ELECTRA introduces a GAN-like learning task by replacing the MLM task with a REPLACED token-detection task. It replaces tokens instead of masks by sampling from a small generator network. The reconstructed sentences are sent to a discriminator network to determine if they have been replaced by a generator. Compared with Roberta and XLNet models, ELECTRA achieves comparable results with less than 1/4 of the computation.
The parameters and hyperparameters are set as follows. The padding size is set to 64 because the average length of the dataset is 46.7. To improve the accuracy of the model, this work increases the length of sequences that can be processed by deep learning as much as possible within the machine’s allowable limits. The batch size is set to 128 to fully utilize the GPU performance. For deep learning algorithms, the optimizer chooses Adam, with a learning rate = 1 × 10 3 , and the hidden layer neurons are set to 128 dimensions. For pre-training language model, the optimizer chooses AdamW, with a learning rate = 5 × 10 5 , and the base version is used. The dropout rate was set to 0.1 and the early stop mechanism is set to avoid overfitting. The training stops when the loss no longer decreases for 1000 iterations.
The experimental environment is as follows: CPU: 12 vCPU Intel(R) Xeon(R) Platinum 8255C CPU @ 2.50 GHz. RAM: 43 GB. GPU: RTX 3090(24 GB) * 1.

4.3. Ablation Study

In addition, this research conducts ablation experiments to design a hybrid model of XLNet with TextCNN, LSTM, GRU, and Bi-GRU, respectively, to observe their performance in cyberbullying detection and the impact of increasing the number of recurrent neural network layers. The results are shown in Table 3.

5. Results and Discussion

In this research, we use precision, recall and F1-score as evaluation metrics to assess the performance of cyberbullying detection methods in a Chinese experimental setting. The problem of model bias caused by oversampling or down-sampling methods due to data imbalance is avoided. To ensure the reliability of the results, each method is run multiple times. In view of the instability of some models, the average value of the evaluation metrics that were repeated five times was used as the final result.
Table 4 shows the results of traditional machine learning methods for Chinese cyberbullying detection. For the cyberbullying and non-cyberbullying categories, the SVM method achieves the highest F1-score values of 0.8623 and 0.8595, respectively, which exceeds other traditional machine learning algorithms. It can be seen that SVM can achieve better performance on text classification tasks.
Table 5 shows the results of deep learning methods for Chinese cyberbullying detection. The F1-scores of the deep learning methods used in this work outperform the traditional machine learning methods in Table 4 except for RNN. GRU achieves the highest F1-score in both cyberbullying and non-cyberbullying categories, and achieves the best performance among the deep learning methods. RNN performs poorly, most likely due to the problem of vanishing gradient, but GRU and LSTM solve this problem well.
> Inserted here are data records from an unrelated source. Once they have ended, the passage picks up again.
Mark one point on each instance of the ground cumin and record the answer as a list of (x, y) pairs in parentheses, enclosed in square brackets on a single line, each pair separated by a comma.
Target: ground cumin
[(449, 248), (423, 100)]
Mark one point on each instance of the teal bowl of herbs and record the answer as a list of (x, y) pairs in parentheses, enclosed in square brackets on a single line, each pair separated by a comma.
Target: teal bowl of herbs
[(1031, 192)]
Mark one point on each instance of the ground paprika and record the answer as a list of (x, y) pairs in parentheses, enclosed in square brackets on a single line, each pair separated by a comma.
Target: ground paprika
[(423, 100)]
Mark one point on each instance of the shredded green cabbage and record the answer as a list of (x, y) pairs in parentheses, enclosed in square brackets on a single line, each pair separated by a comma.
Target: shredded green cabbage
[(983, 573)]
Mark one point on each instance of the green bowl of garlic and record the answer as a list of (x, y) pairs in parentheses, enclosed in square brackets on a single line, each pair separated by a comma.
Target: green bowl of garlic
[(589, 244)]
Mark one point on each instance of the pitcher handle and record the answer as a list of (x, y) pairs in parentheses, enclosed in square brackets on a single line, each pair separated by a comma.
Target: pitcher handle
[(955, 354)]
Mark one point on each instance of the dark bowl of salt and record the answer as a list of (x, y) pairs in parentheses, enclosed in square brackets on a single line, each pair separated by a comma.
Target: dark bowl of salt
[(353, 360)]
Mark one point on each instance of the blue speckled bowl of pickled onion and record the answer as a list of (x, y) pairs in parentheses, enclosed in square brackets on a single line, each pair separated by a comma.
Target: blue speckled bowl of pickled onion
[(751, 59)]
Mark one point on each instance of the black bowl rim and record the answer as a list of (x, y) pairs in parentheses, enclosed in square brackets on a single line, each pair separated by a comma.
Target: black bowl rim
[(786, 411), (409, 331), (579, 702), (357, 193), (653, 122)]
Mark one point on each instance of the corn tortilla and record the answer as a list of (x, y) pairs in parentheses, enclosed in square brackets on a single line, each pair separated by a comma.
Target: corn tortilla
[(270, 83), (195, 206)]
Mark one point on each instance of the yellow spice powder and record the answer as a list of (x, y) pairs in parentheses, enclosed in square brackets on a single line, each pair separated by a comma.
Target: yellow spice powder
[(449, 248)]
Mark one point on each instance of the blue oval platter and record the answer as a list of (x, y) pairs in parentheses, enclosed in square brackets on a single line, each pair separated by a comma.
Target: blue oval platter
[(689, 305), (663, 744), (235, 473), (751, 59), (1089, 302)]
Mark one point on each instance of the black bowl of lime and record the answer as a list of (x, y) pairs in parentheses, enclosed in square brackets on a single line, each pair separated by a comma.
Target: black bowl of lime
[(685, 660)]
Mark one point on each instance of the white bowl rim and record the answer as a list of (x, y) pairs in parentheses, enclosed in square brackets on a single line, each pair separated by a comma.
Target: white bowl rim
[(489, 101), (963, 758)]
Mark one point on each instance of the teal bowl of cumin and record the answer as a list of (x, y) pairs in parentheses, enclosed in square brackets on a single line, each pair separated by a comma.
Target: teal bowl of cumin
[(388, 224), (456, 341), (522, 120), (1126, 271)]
TextCNN also has a good performance, failing to surpass GRU but with very close results. It is worth noting that the addition of bi-directionality does not increase the performance of GRU and LSTM, but rather decreases their performance. This shows that bi-directionality does not improve the performance of the model in all cases.
Table 6 shows the results of the pre-trained language models for Chinese cyberbullying detection. The F1-scores of the pre-trained models used in this work outperform the deep learning methods in Table 5, except for ALBERT. To improve the model performance, these pre-trained language models are either tuned in parameters, or improved from mask strategy, network structure, or considering linguistic knowledge and using a larger corpus in the pre-training task. Although both ELECTRA and MacBERT take some approach to eliminate the discrepancy of pre-training and fine-tuning, neither of them outperform XLNet in weighted average F1-score in Chinese cyberbullying detection. The performance of the base version of the lightweight ALBERT model is suboptimal. To achieve improved detection results, it is recommended to utilize the large version. The weighted F1-score of all compared methods is shown in Figure 4.
Table 3 shows the results of the ablation studies. On one hand, TextCNN, LSTM, GRU and Bi-GRU are used to replace Bi-LSTM. On the other hand, the number of layers of the bidirectional recurrent neural network is deepened to observe the performance of the detection model. The results show that the proposed hybrid model achieves the best performance at a layer number of four for Bi-LSTM, outperforming all baselines. As shown in Figure 5, to some extent, the performance of the model can become better as the number of layers of the network is deepened, but it does not lead to a sustained improvement. The performance decreases when the model is too deep.
In summary, the F1-score of the proposed model reaches 90.43% on COLDATASET*. As shown in Figure 6, it improves 4.29% compared to SVM, which is the best performer in traditional machine learning (TML) methods. It improves 1.49% compared to GRU, which is the best performer in deep learning (DL) methods. And there is a 1.13% improvement over BERT. The proposed model further improves on XLNet by 0.57% and outperforms all baseline models on this dataset with good performance.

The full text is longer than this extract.